Scandal-plagued FIFA’s ethics committee last month recommended a two-and-a-half-year ban from the game for Saoud Al-Mohannadi, vice president of the Qatar Football Association, for refusing to cooperate with an inquiry.
FIFA has not revealed the subject of the inquiry, but it is not connected with the 2022 World Cup, which Qatar will host.
Mohannadi denies any wrongdoing and had been cleared to stand in the Asian Football Confederation (AFC) elections in Goa, India, today before the AFC announced that he’d been ruled out.
“FIFA has advised the Asian Football Confederation (AFC) that, based on the report of the Investigatory Chamber of the FIFA Ethics Committee, it has decided Mr. Saoud Al-Mohannadi (Qatar) is not eligible to stand in the elections for the FIFA Council,” the AFC said in a statement late Sunday.
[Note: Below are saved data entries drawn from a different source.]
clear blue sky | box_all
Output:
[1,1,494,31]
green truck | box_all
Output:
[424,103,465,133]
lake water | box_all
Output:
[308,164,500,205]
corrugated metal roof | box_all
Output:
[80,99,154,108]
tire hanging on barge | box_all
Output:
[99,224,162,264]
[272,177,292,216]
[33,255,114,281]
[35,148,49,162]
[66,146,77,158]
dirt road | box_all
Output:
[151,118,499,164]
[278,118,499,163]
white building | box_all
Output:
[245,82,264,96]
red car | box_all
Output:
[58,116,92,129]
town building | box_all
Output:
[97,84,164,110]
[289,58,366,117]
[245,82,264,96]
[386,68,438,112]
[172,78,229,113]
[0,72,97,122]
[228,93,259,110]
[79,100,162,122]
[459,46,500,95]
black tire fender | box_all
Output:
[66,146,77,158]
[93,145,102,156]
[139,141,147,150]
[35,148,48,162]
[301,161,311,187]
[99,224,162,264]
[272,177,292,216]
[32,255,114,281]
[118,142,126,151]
Six candidates from Asia, including China and North Korea, will vie at the AFC extraordinary congress in Goa for three seats on FIFA’s council, which was set up under anti-corruption reforms earlier this year.
FIFA’s all-powerful executive committee, which had become the epicenter of corruption at the organization, was rebranded as a FIFA council at the body’s congress in Mexico earlier this year.
It was created to operate in a similar way to a company’s board of directors as part of plans to make the organization more transparent, including in the awarding of host countries for World Cups, following a string of corruption scandals.
Three male candidates — Zhang Jian of China, Iran’s Ali Kafashian Naeni and Zainudin Nordin of Singapore — will compete for two of the seats in today’s vote, which will be attended by FIFA President Gianni Infantino.